Manchmal ist ein Blick in das Bucharchiv sehr informativ. Den hat für uns Marlies Koppehele, die Trachtenreferentin der DGV, getan und dabei ein lesenswertes Buch aus dem Jahr 1957 gefunden: „Deutsche Volkstanzkostüme“, herausgegeben vom Zentralhaus für Volkskunst, Entwürfe Hanna Leitner, wissenschaftliche Bearbeitung Alfred Fiedler aus dem VEB Friedrich Hofmeister Leipzig.

Bis etwa Ende der fünfziger Jahre des letzten Jahrhunderts hat die Kulturpolitik der DDR viel für die Pflege und den Erhalt von Brauchtum, wie zum Beispiel Volkslied und Volkstanz, unternommen.

Mögliche Gründe für die damalige Förderung sind aus heutiger Sicht eher spekulativer Art.

Als Arbeiter- und Bauernstaat ging es unter anderem darum, die Rolle der Städter (Arbeiter) und die der Landbevölkerung (Bauern) politisch, aber auch kulturell zu fördern, um ihnen Identität und Selbstbewusstsein zu geben, beziehungsweise dieses zu stärken.

Eventuell wollte man sich auch vom wirtschaftlichen und politischen „Konkurrenten“ BRD abgrenzen und vielleicht sogar auf dem Gebiet der Volkskunst Vorbild für ganz Deutschland sein?

Denn man erkannte relativ schnell, dass man gegen die kulturellen Einflüsse der englischen beziehungsweise amerikanischen Musik und Mode kein wirklich geeignetes Mittel hat, um diesen Konkurrenzkampf zu bestehen. Aber wie gesagt, dies ist rein spekulativ.

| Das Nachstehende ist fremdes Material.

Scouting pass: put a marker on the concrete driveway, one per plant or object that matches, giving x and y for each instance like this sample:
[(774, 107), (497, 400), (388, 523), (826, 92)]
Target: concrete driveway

In diesem kulturpolitischen Spektrum wurden Kulturgruppen, wie zum Beispiel Chöre, Theatergruppen, Trachten- und Volkstanzgruppen, um nur einige zu nennen, von politischer Seite aller Ebenen, also Staat, Bezirk (Land), Kreis (Landkreis) und lokal finanziell, aber auch organisatorisch außerordentlich unterstützt. Auf lokaler Ebene geschah die Förderung meist durch Betriebe, wie Landwirtschaftliche Produktionsgenossenschaften (LPG), die oft mehrere hundert Mitarbeiter hatten, oder große Industriebetriebe.

So bildeten sich mehr oder minder flächendeckend sogenannte Volkskunstkollektive heraus.

Auf Kreisebene geschah diese volkskünstlerische, aber auch finanzielle Förderung durch das Kreiskabinett für Kulturarbeit.

Und auf Bezirksebene, also Länderebene, durch das Bezirkskabinett für Kulturarbeit.

Zusätzlich wurden sogenannte „Folklore-Ensemble“ in allen 15 Bezirken (einschließlich Ostberlin) unterhalten. Die Mitglieder der Folklore-Ensemble waren in aller Regel Berufs-Volkskünstler. Sie mussten eine entsprechende Eignung vorweisen und hatten beziehungsweise erhielten eine entsprechende Ausbildung auf dem jeweiligen Gebiet der Volkskunst.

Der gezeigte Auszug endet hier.